Yet another slip stitch variant is shown in a drawing, by Gudrun Böttcher, of a test swatch explicitly illustrating slip stitch crochet (“Häkeln: Kettenmaschen”). The new loop is again worked through the back leg of the corresponding loop in the preceding row, RTL, but is now YO.


Böttcher shows a futher variant of the slip stitch in a drawing of a child’s sock in the collections of the Museum der Kulturen in Basel. The difference this time is that the new loop is worked FLO, again YO in the illustrated RTL working direction. (The published drawing is rotated 180° here to ease the comparison.)


This now brings nalbinding clearly into the discussion. For some enigmatic reason, Böttcher says that the preceding illustration is of a nalbound structure and alternative “techniques such as…crochet [can] immediately be eliminated from consideration.”

Audrey Henshall also described the Edinburgh bootee as nalbinding. However, that was in 1952, when the research community was abuzz with interest in recently published descriptions of that craft, and none of its members were writing about slip stitch crochet or could even be expected to recognize it. I’ve explained my reasons for believing that the bootee is, in fact, archetypal Scottish shepherd’s knitting (the indigenous form of slip stitch crochet) in a previous post titled A Tale of Two Bootees.

Admitting to some poetic license in that title and taking another step toward the telling of the tale’s remaining half, the second bootee is the child’s sock shown in Böttcher’s drawing above. There is no question about the slip stitch being readily produceable with an eyed needle, However, it does not follow that an entire garment with a basic slip stitch structure but also includes shaped construction details such as the toe and heel of a sock, can as plausibly be nalbound as it can be crocheted.

Böttcher doesn’t go beyond the drawing of the stitch structure and says nothing at all about the construction of the sock. However, the article that includes her explicitly labeled drawing of slip stitch crochet also provides an explanation of the general method she used to draw the structures of older pieces of ostensibly nalbound fabric. That’s a blogworthy topic in its own right to which I’ll soon be turning my attention, and will discuss her drawings of the Basel sock further in it (as well as providing full bibliographic details for all of her articles cited above).

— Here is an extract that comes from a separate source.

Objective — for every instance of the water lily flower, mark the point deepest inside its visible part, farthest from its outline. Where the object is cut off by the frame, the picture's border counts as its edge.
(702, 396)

Description · Looping · Structures

From loop to knots

The chain of loops illustrated in 1771 by Alexandre-Théophile Vandermonde (discussed in the preceding post) appears in another seminal text on knot theory. Peter Guthrie Tait presented a number of papers on that topic to the Royal Society of Edinburgh during its 1876–77 session, with a condensed version appearing as an article titled “On Knots” in the Society’s Transactions. vol. 38, 1849.


His comments on the first of the illustrated forms state:

“…the supposed number of loops may be any whatever. The free ends must, of course, be joined externally. If we make the crossings alternately + and – it will be seen at a glance that a change of one sign (i.e., that of the extreme crossing at either end) removes the whole knotting; so that there is but one degree of beknottedness. The crossings in this figure are in three rows. Those in the upper row are all copper (the last, of course, becomes silver when the sign is changed)…”

The free ends need to be joined since Tait presents the chain as a mathematical knot, which is closed by definition. All such constructs are analyzed in terms of the number of points where the closed element crosses over or under itself, the direction of each crossing, the effect of selectively changing those directions, and how the knot relates to its mirror image. He uses the the terms ‘copper’ and ‘silver’ to qualify the crossings further.

Tait’s explanation of the lower chain is:

“To give the greatest beknottedness to a knot with the same projection, it is obvious that all we have to do is make the copper crossings into silver ones, i.e., change the sign of each of the upper row of crossings. This gives fig. 9 [unnumbered here]. With five loops it has four degrees of beknottedness.”

In “On Knots. Part II” from 1884, he more clearly defines the concept of beknottedness and how its degrees are counted:

“I still consider that its proper measure is the smallest number of signs which will remove all knottiness.

The discussion then goes further into ‘locking’ and ‘linking,’ concepts introduced in the 1877 publication along with the undefined ‘knotfullness’ and ‘belinkedness.’ The 1884 volume includes On Knots, Part III, which similarly clarifies knottiness. Locking and linking are directly relevant to the description of looped fabric, and the concepts of both beknottedness and belinkedness can usefully be applied to its structural analysis.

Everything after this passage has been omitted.